Question

For a 100-Mbps token ring network with a token rotation time of \(200 \mu\) s that allows each station to transmit one 1-KB packet each time it possesses the token, calculate the maximum effective throughput rate that any one host can achieve. Do this assuming (a) immediate release and (b) delayed release.

Short answer

Immediate release: 40.96 Mbps, Delayed release: 29.06 Mbps

Step-by-step solution

Title - Determine the packet size in bits

Each packet is 1-KB. Convert this to bits: \( 1 \text{ KB} = 1024 \text{ bytes} = 1024 \times 8 \text{ bits} = 8192 \text{ bits} \)
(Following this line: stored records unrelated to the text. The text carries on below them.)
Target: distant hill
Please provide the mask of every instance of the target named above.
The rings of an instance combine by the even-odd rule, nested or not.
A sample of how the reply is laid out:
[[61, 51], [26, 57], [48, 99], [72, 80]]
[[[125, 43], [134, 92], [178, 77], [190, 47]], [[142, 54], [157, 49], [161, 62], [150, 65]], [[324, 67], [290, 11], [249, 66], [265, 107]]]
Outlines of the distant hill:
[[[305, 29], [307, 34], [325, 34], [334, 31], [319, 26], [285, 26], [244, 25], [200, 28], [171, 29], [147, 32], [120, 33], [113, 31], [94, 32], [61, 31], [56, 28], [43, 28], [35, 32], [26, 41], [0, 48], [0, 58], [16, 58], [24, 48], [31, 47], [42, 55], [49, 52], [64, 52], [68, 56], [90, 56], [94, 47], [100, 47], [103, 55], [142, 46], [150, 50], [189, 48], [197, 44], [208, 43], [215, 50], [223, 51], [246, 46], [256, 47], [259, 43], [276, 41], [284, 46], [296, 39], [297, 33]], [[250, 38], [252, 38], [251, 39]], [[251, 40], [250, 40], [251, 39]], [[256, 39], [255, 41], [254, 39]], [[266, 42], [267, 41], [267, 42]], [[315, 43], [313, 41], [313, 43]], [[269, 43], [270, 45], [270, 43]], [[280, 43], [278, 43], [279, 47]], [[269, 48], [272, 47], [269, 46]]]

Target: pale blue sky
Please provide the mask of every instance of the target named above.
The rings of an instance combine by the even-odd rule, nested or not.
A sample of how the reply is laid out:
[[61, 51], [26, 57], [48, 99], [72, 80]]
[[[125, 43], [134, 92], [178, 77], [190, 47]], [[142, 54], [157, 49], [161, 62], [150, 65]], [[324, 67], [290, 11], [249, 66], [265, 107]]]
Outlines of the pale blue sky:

Title - Calculate transmission time for one packet

The transmission rate is 100 Mbps. Determine the time to send one packet: \( \text{Transmission time} = \frac{8192 \text{ bits}}{100 \text{ Mbps}} = \frac{8192}{100 \times 10^6} \text{ s} = 81.92 \mu\text{s} \)

Title - Calculate maximum effective throughput (immediate release)

For immediate release, the host can send another packet as soon as it finishes the current one. The effective throughput is the packet size divided by the token rotation time (since the transmission time is less than the rotation time): \( \text{Effective throughput} = \frac{8192 \text{ bits}}{200 \mu\text{s}} = 40.96 \text{ Mbps} \)

Title - Calculate maximum effective throughput (delayed release)

For delayed release, the host can send only one packet per token rotation: \( \text{Effective throughput} = \frac{8192 \text{ bits}}{200 \mu\text{s} + 81.92 \mu\text{s}} \approx \frac{8192 \text{ bits}}{281.92 \mu\text{s}} \approx 29.06 \text{ Mbps} \)

Key concepts

Token Ring Network

A token ring network is a type of local area network (LAN) architecture where all computers are connected in a ring or star topology, and data passes sequentially between nodes.
The key element here is the 'token,' a small data packet that circulates around the network.
Only the computer that holds the token is allowed to send data, ensuring that only one device transmits at a time, which helps to avoid collisions.
In a token ring network, a token travels around the ring, and as each device gets the token, it either sends data if it has any to send or passes the token along to the next device.

• **Advantages:**
  • Predictable performance due to token-passing mechanism.
  • Reduces collisions since only one device transmits at a time.
• **Disadvantages:**
  • Can be relatively slow, especially as the number of connected devices increases.
  • If any device or connection in the ring fails, it can disrupt the entire network.

Transmission Time

Transmission time is the amount of time required to send a packet of data from one point to another in a network.
It is calculated based on the size of the data packet and the data transmission rate of the network.

• The formula for transmission time is given as:
  \text{Transmission time} = \frac{\text{Packet size (bits)}}{\text{Transmission rate (bits per second)}} \[...\]
• In the context of the exercise with a 100-Mbps token ring network, for a single 1-KB packet (which is 8192 bits), the transmission time comes out to be 81.92 microseconds \[ ...\].

This transmission time indicates how swiftly data can be sent across the network. Shorter transmission times are better as they imply faster data transfer.

Effective Throughput

Effective throughput is the actual rate at which useful data is transmitted over a network.
It considers various factors like the transmission time, token rotation time, and network overhead.

• **Immediate Release:** This refers to the scenario where the host can send another packet as soon as it finishes sending the current one.
  • Here, the maximum effective throughput is calculated using the formula:
    \[ \text{Effective throughput} = \frac{\text{Packet size (bits)}}{\text{Token rotation time}} \]=\(40.96 \text{ Mbps}\)
• **Delayed Release:** In this scenario, the host can only send one packet per token rotation.
  • The maximum effective throughput is recalculated to consider additional waiting times:
    \[ \text{Effective throughput} = \frac{8192 \text{ bits}}{200 \mu\text{s} + 81.92 \mu\text{s}} \approx 29.06 \text{ Mbps} \]
    This leads to a lower effective throughput because of the additional waiting time per transmission cycle.

Understanding effective throughput helps in determining the actual performance and efficiency of network data transmissions.